Une mesure phare du président américain Joe Biden visant à annuler une partie de la colossale dette étudiante a semblé en péril mardi lors d'une audience devant la très conservatrice Cour suprême des Etats-Unis.
Une majorité de ses magistrats ont paru penser que le gouvernement démocrate avait outrepassé ses pouvoirs en adoptant ce programme coûteux sans autorisation explicite du Congrès.
Au début de la pandémie, l'administration du président républicain Donald Trump avait gelé le remboursement de ces emprunts en vertu d'une loi de 2003 permettant de «soulager» les détenteurs de dette étudiante en cas d'«urgence nationale». Cette mesure a été reconduite sans interruption jusqu'ici.
A la fin août, le président Biden, qui se présente en champion des classes populaires, a voulu aller plus loin: il a annoncé effacer 10 000 dollars de l'ardoise des emprunteurs gagnant moins de 125 000 dollars par an, et 20 000 dollars pour les anciens boursiers.
Les candidats se sont précipités et 26 millions de dossiers ont été déposés, selon la Maison Blanche, qui estime la facture globale pour l'Etat à plus de 400 milliards de dollars.
La justice a toutefois bloqué la mise en oeuvre de ce plan après avoir été saisie par une coalition d'Etats républicains, mais aussi par deux étudiants non éligibles aux 20 000 dollars d'annulation.
Les plaignants accusent l'administration démocrate d'avoir engagé l'argent du contribuable sans l'accord du Congrès.
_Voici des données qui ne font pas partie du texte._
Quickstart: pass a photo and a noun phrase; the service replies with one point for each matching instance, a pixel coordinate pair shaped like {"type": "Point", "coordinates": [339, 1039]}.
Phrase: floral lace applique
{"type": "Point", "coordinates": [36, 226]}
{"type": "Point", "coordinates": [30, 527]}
Pour eux, la loi de 2003 couvre le gel de la dette, et non son annulation.
La fin de l'état d'urgence sanitaire «ne change pas la justification légale du programme (...): des millions d'emprunteurs ont été fragilisés par la pandémie et risquent de se trouver en défaut de paiement», a de son côté ajouté une porte-parole de la Maison Blanche, Olivia Dalton, dans des commentaires à la presse.
La haute juridiction a déjà infligé plusieurs revers à l'administration démocrate, invalidant des mesures prises pour bloquer les expulsions locatives pendant la pandémie ou obliger certaines populations à se vacciner.
Pour éviter un nouveau camouflet, le gouvernement plaide que les plaignants n'étaient pas en droit de saisir la justice puisqu'ils n'ont «subi aucun préjudice».
Les trois juges progressistes penchent plutôt du côté d'un rejet de la plainte, avec une oreille réceptive de leur consoeur conservatrice Amy Coney Barrett.
Si la haute Cour ne suit pas cette voie, elle pourrait au contraire profiter de ce dossier pour réaffirmer que les agences fédérales et le gouvernement ne peuvent pas agir sur les sujets les plus importants sans un feu vert du Congrès.
«Cela poserait un problème pour la capacité du gouvernement fédéral à opérer», a mis en garde la juge progressiste Ketanji Brown Jackson, alors que plusieurs de ses collègues semblaient tentés par cette option.